Hosting club meetings and events is a new challenge that has never been dealt with before by CBU club presidents. Shanks explained what challenges the Disney club is facing during the pandemic.

“It is really important that our meetings be a time of relaxation and friendship between Disney fans,” Shanks said. “With CBU being mostly virtual we have to work hard to find ways to make our meetings and events not ‘just another Zoom,’ instead we still want members to enjoy their time with our Disney Club community.”

Martin stressed that a larger challenge for clubs is to also find the motivation to engage with extracurricular activities.

“I think the biggest challenge is keeping people excited and engaged,” Martin said. “If you think about it, our whole lives have moved to be online. The boring things are online and so are the fun things, which makes it hard to find the motivation to stay on a screen any longer than we have to.”

Club turnout was one of the concerns shared by club leaders. Altizer explained how club turnout has stayed steady, with some differences from when clubs were meeting in-person.

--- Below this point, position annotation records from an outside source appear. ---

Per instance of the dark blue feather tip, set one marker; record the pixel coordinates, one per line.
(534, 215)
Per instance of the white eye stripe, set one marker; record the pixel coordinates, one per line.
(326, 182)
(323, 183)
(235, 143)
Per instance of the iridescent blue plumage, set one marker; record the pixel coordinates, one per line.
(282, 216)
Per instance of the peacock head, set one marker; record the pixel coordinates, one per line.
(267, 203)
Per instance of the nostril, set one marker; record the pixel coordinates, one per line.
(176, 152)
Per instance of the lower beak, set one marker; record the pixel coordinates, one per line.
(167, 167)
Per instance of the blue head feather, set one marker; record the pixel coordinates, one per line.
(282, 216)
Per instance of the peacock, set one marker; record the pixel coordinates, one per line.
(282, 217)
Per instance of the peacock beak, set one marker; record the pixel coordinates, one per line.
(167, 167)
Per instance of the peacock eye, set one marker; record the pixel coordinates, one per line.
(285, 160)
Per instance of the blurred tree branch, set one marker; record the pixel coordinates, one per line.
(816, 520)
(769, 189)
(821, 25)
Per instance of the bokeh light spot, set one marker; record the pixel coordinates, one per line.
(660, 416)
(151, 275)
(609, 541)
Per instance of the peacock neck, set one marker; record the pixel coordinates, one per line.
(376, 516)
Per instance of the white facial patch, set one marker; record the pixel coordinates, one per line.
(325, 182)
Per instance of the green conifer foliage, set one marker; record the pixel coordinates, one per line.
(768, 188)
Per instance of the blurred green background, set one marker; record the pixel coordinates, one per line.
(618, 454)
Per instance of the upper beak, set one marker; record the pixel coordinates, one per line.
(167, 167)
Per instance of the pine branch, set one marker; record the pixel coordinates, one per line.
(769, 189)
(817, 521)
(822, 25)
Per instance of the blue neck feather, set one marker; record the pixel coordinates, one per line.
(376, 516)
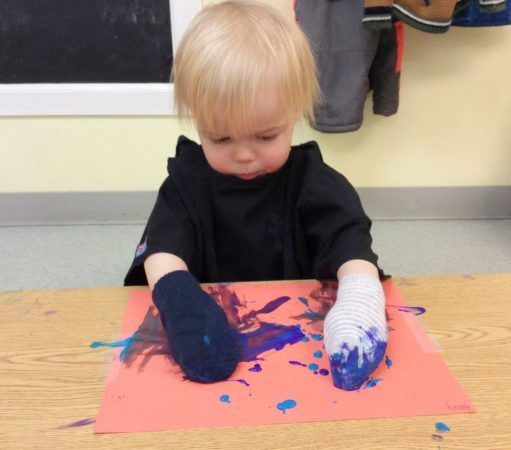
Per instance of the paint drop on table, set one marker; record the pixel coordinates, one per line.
(442, 427)
(225, 398)
(286, 404)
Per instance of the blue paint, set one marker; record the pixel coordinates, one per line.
(297, 363)
(225, 398)
(304, 301)
(347, 372)
(372, 383)
(311, 315)
(415, 310)
(256, 368)
(268, 336)
(286, 404)
(244, 382)
(125, 343)
(442, 427)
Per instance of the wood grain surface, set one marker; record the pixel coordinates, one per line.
(50, 377)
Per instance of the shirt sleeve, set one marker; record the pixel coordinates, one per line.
(168, 230)
(336, 227)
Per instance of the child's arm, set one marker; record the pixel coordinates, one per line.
(159, 264)
(200, 338)
(355, 328)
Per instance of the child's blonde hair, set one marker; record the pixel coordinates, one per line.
(236, 51)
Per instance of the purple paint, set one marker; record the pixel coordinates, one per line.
(372, 383)
(78, 423)
(225, 398)
(273, 305)
(297, 363)
(256, 368)
(304, 301)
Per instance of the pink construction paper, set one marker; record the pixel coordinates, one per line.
(146, 390)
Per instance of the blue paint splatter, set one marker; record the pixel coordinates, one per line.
(442, 427)
(304, 301)
(286, 404)
(415, 310)
(372, 383)
(256, 368)
(126, 343)
(347, 373)
(297, 363)
(225, 398)
(269, 336)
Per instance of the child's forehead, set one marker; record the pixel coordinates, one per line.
(265, 115)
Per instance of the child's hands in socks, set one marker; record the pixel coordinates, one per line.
(356, 330)
(200, 338)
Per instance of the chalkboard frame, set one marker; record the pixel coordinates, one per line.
(98, 99)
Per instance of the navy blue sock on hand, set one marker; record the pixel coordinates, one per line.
(201, 340)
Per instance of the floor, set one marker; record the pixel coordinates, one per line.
(36, 257)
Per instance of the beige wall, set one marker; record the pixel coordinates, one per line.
(453, 129)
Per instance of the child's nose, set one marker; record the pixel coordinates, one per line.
(244, 155)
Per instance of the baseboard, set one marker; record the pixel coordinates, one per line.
(406, 203)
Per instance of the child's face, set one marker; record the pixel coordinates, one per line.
(260, 149)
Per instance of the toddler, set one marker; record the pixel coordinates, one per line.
(246, 205)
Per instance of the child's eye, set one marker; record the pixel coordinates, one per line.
(267, 138)
(221, 140)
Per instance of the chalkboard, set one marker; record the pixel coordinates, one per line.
(85, 41)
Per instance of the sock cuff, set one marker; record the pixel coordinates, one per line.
(178, 285)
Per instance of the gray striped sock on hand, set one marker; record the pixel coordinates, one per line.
(356, 330)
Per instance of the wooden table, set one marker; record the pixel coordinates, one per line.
(50, 377)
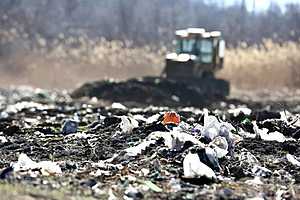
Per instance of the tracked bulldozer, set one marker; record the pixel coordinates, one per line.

“What has been a surprising find from this season of virtual programming is that clubs are reaching a wider audience because students who are further from campus can participate in ways they were not able to before,” Altizer said. “On the flip side, there are clubs whose activities require in-person participation, so those clubs have been experiencing less participation. I would say that club turnout has been relatively similar to what it was last year when you take into account the increases for some and the decreases for others.”

Shanks said that students would enjoy joining CBU’s Disney Club because there is joy to be had after a difficult year.

“I believe that Disney Club is the happiest club on campus,” Shanks said. “It is a great place to find community with students who have a similar love for Disney. The past year has been rough for many and our goal as a club is to give CBU students a place to find joy.”

Martin said that CBU’s United club exists to be a safe space for students amid facing a heavy global climate.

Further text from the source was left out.